HOW YOU WIN THE FACEBOOK AUCTION
To really understand CPM, you need to look at the way the auction works.
Facebook uses a value based auction to determine want content you see, meaning it is designed to reward advertisers who deliver the most value to the user.
This is because they need to balance the quality of the user experience on Facebook and Instagram whilst ensuring that advertisers are getting a return.
Here is the formula used to determine which ad wins the auction, which is then converted to a CPM:
[Advertiser Bid] x [Estimated Action Rates] + [User Value] = Total Value
The advertisers who get the best results on Facebook are being rewarded for doing the following:
1. Creating high quality ad creative (User value)
2. Having a good post-click experience (est. action rate)
3. Bidding in line with the ‘True Value’ (this is usually automatic, via the ‘lowest cost’ strategy)
So what you are paying as a CPM is determined by three variables, with two very much in your control: your ad creative and your website.
In fact, Facebook clearly state that they “subsidise relevant ads in auctions, so more relevant ads often cost less and see more results.”
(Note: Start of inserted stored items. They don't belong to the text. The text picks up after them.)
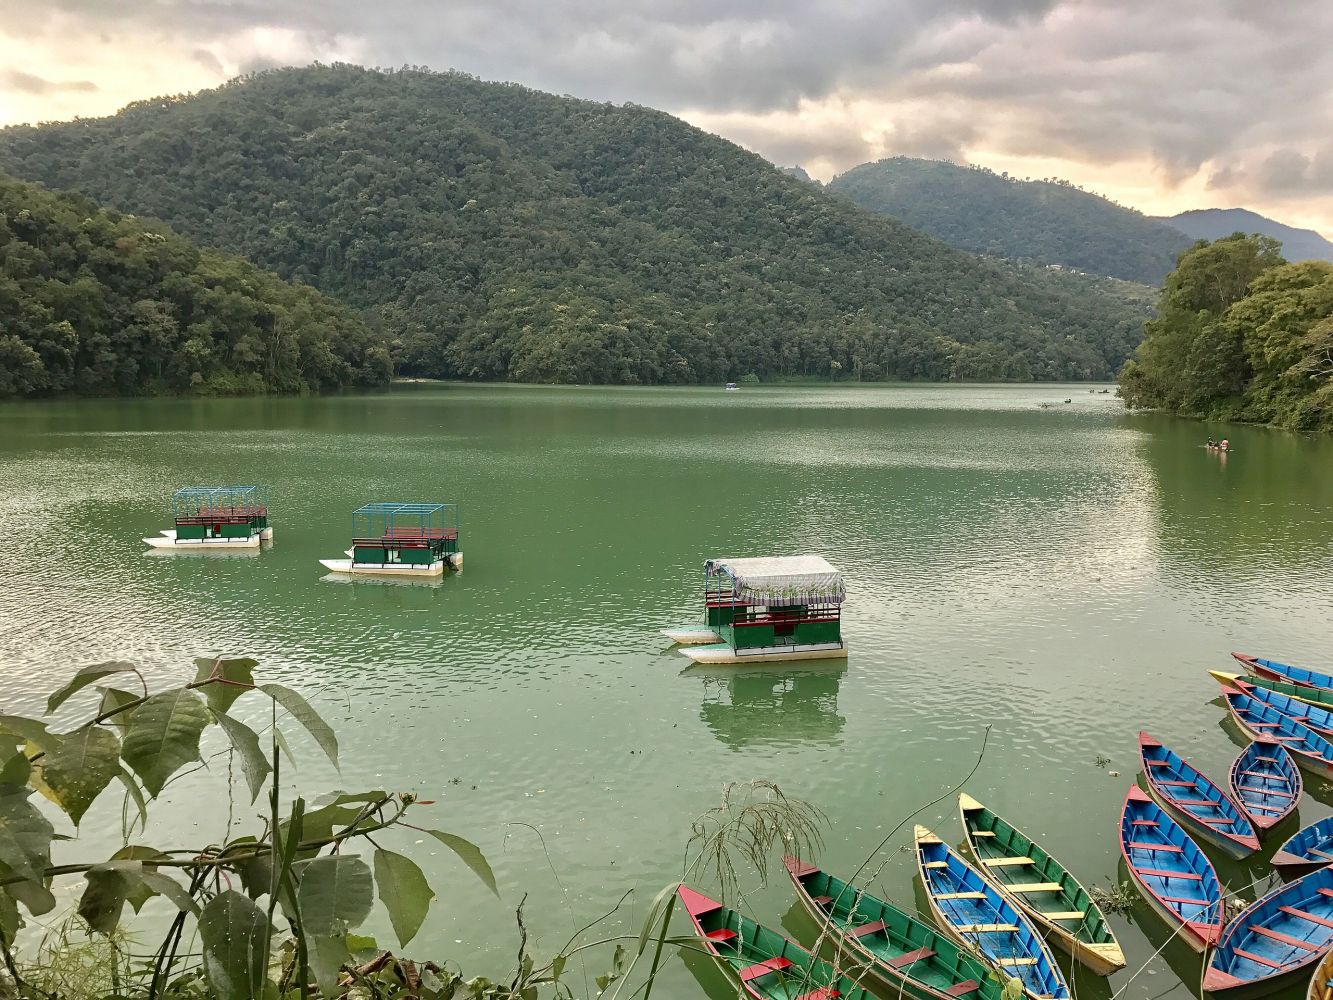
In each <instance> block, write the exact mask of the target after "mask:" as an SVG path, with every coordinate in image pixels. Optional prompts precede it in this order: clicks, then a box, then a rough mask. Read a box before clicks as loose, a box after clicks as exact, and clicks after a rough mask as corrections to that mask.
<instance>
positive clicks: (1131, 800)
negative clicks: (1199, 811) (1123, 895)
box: [1120, 785, 1225, 952]
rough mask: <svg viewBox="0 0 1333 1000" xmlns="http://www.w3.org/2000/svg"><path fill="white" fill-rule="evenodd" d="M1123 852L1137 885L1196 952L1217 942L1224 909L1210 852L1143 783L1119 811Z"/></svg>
mask: <svg viewBox="0 0 1333 1000" xmlns="http://www.w3.org/2000/svg"><path fill="white" fill-rule="evenodd" d="M1120 853H1121V855H1122V856H1124V859H1125V867H1126V868H1129V875H1130V876H1132V877H1133V880H1134V884H1136V885H1137V887H1138V891H1140V892H1141V893H1142V896H1144V899H1145V900H1148V905H1150V907H1152V908H1153V912H1156V913H1157V915H1158V916H1160V917H1161V919H1162V920H1165V921H1166V923H1168V924H1169V925H1170V927H1172V928H1178V935H1180V939H1181V940H1182V941H1185V944H1188V945H1189V947H1190V948H1193V949H1194V951H1196V952H1202V951H1204V949H1205V948H1210V947H1213V945H1216V944H1217V941H1218V939H1220V937H1221V936H1222V923H1224V917H1225V912H1224V909H1222V887H1221V883H1218V881H1217V871H1216V869H1214V868H1213V863H1212V861H1209V860H1208V855H1205V853H1204V851H1202V849H1201V848H1200V847H1198V844H1196V843H1194V841H1193V840H1190V837H1189V835H1188V833H1186V832H1185V829H1184V827H1181V825H1180V824H1178V823H1176V820H1173V819H1172V817H1170V816H1169V815H1168V813H1166V811H1165V809H1162V808H1161V807H1160V805H1158V804H1157V803H1154V801H1153V800H1152V797H1150V796H1149V795H1148V792H1145V791H1144V789H1141V788H1140V787H1138V785H1130V788H1129V792H1128V793H1126V795H1125V805H1124V808H1122V809H1121V812H1120Z"/></svg>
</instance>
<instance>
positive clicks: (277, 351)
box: [0, 176, 392, 397]
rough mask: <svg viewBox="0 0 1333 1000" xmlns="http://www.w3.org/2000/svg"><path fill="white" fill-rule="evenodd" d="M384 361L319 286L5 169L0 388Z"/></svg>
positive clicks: (302, 367) (3, 389)
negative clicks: (29, 180) (202, 247)
mask: <svg viewBox="0 0 1333 1000" xmlns="http://www.w3.org/2000/svg"><path fill="white" fill-rule="evenodd" d="M391 371H392V368H391V363H389V353H388V351H387V349H385V348H384V345H383V344H381V340H380V339H379V337H377V336H376V335H373V333H372V332H371V329H369V328H368V327H367V325H365V324H364V323H363V321H361V319H360V317H359V316H356V315H353V313H352V312H351V311H349V309H348V308H347V307H344V305H340V304H337V303H335V301H332V300H329V299H328V297H327V296H324V295H321V293H320V292H316V291H315V289H313V288H304V287H300V285H295V284H291V283H288V281H284V280H283V279H280V277H277V276H276V275H272V273H268V272H264V271H260V269H259V268H256V267H255V265H253V264H249V263H247V261H243V260H237V259H236V257H228V256H224V255H221V253H216V252H211V251H200V249H197V248H196V247H195V245H193V244H191V243H189V241H187V240H184V239H181V237H180V236H176V235H175V233H173V232H172V231H171V229H168V228H167V227H165V225H161V224H160V223H153V221H145V220H140V219H135V217H133V216H123V215H120V213H119V212H109V211H104V209H101V208H99V207H97V204H95V203H93V201H91V200H89V199H87V197H84V196H81V195H56V193H51V192H48V191H43V189H41V188H39V187H36V185H32V184H24V183H20V181H16V180H12V179H9V177H4V176H0V397H4V396H35V395H44V393H87V395H143V393H159V392H211V393H221V392H303V391H308V389H333V388H341V387H347V385H375V384H383V383H385V381H388V377H389V373H391Z"/></svg>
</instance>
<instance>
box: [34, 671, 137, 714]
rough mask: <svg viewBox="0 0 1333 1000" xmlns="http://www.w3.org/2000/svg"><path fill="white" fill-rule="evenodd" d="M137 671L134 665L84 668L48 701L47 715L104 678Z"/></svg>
mask: <svg viewBox="0 0 1333 1000" xmlns="http://www.w3.org/2000/svg"><path fill="white" fill-rule="evenodd" d="M132 669H135V664H132V663H123V661H120V663H99V664H95V665H92V667H84V668H83V669H81V671H79V672H77V673H76V675H75V676H73V679H72V680H71V681H69V683H68V684H65V685H64V687H63V688H60V691H57V692H56V693H55V695H52V696H51V697H48V699H47V715H51V713H52V712H55V711H56V709H57V708H60V705H63V704H64V703H65V700H67V699H68V697H69V696H71V695H77V693H79V692H80V691H83V689H84V688H87V687H88V685H89V684H96V683H97V681H99V680H101V679H103V677H109V676H111V675H112V673H124V672H125V671H132Z"/></svg>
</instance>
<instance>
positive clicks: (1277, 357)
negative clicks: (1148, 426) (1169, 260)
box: [1120, 233, 1333, 431]
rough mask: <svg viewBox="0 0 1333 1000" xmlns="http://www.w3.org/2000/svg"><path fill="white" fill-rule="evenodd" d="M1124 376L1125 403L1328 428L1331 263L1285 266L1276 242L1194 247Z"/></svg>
mask: <svg viewBox="0 0 1333 1000" xmlns="http://www.w3.org/2000/svg"><path fill="white" fill-rule="evenodd" d="M1158 313H1160V317H1158V319H1157V320H1153V321H1150V323H1149V324H1148V325H1146V335H1148V336H1146V339H1145V340H1144V344H1142V347H1141V348H1140V351H1138V357H1137V359H1136V360H1132V361H1129V363H1128V364H1126V365H1125V368H1124V371H1121V373H1120V391H1121V395H1122V396H1124V397H1125V403H1126V404H1129V405H1130V407H1157V408H1162V409H1168V411H1170V412H1173V413H1184V415H1189V416H1202V417H1212V419H1218V420H1249V421H1257V423H1265V424H1277V425H1280V427H1286V428H1292V429H1298V431H1333V264H1330V263H1328V261H1322V260H1306V261H1301V263H1298V264H1288V263H1285V261H1284V260H1282V257H1281V253H1280V245H1278V243H1277V240H1273V239H1270V237H1268V236H1244V235H1241V233H1236V235H1234V236H1228V237H1226V239H1222V240H1218V241H1217V243H1213V244H1200V245H1198V247H1196V248H1194V249H1192V251H1189V252H1188V253H1185V255H1184V256H1181V260H1180V265H1178V267H1177V269H1176V271H1174V272H1172V275H1169V276H1168V279H1166V284H1165V287H1164V288H1162V293H1161V301H1160V305H1158Z"/></svg>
If you have engaging, valuable creative that clearly articulates your product, combined with a great website experience, then your ads will be prioritised by Facebook and shown to the highest value users first.
SO WHAT SHOULD YOU FOCUS ON INSTEAD OF CPM?
As every business is different, even in the same vertical, there’s very little value in trying to compare your CPM to someone else’s, or an average, because you have no idea what combination of objective, landing page or creative any of those businesses are using.
What really matters is whether your advertising is profitable based on your business metrics. If costs are higher than you’d like, work out whether it’s down to your fatiguing creative, or because your website isn’t giving people the information they need to confidently complete the purchase.
You have more control over CPM than you think, you just need to work out which lever to pull first.